Fireworks damage house



Nationwide, fireworks are the leading cause of fires on the Fourth of July.
By MARALINE KUBIK
VINDICATOR STAFF WRITER
STRUTHERS -- Florence Griffin was inside the house where she's lived almost 80 years, reciting the rosary, as she does every night, when a stray bottle rocket from a neighbor's Fourth of July celebration flew into a pine tree at the corner of her house and set it ablaze.
In an instant, Griffin's house was ablaze too, and her neighbors were running for garden hoses and fire extinguishers.
If it weren't for her prayers, the house might have burned to the ground, said Griffin's niece, Mary Lou Casey, who was on the front porch when the fire started.
Griffin, who is blind in one eye and just had surgery on the other, was oblivious to the fire until her niece, who is in town to look after her aunt while she recovers from her surgery, rushed in and told her that they had to leave.
Casey's 23-year-old son, Ryan, and neighbors tried to extinguish the fire, and slowed its spreading, but the fire department was needed to extinguish the blaze, which burned the rear corner of Griffin's house from the ground to the roof.
"I've lived here all my life. I came when I was 6 or 7, and I'm 85 now," Griffin said of the house her father built on Wilson Street.
"My grandfather used to do the Irish jig in the kitchen," Casey added.
Generations of memories
The thought of losing the house that so many generations of her family have called home, Griffin said, was unbearable.
When she realized the house was on fire, Griffin's niece said, "she started screaming, 'Take me now!' It was very traumatic."
After the fire department extinguished the fire, Griffin, her niece and grand nephew returned to the house but were forced out again when the fire rekindled.

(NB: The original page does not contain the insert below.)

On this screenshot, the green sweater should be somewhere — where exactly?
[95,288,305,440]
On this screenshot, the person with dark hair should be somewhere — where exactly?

Luckily, the fire did not re-ignite after firefighters extinguished it the second time.
Damage estimates were not available, the insurance company was delayed by the Monday holiday, Casey said.
A stray bottle rocket is also believed to be the cause of a fire at 301 Maplewood Ave. that caused significant damage to the roof of a garage Saturday, according to fire department officials.
Nationwide, fireworks are the leading cause of fires on the Fourth of July. According to the National Fire Protection Association, some 24,200 fires were started by fireworks in 1999, the most recent year for which statistics are available.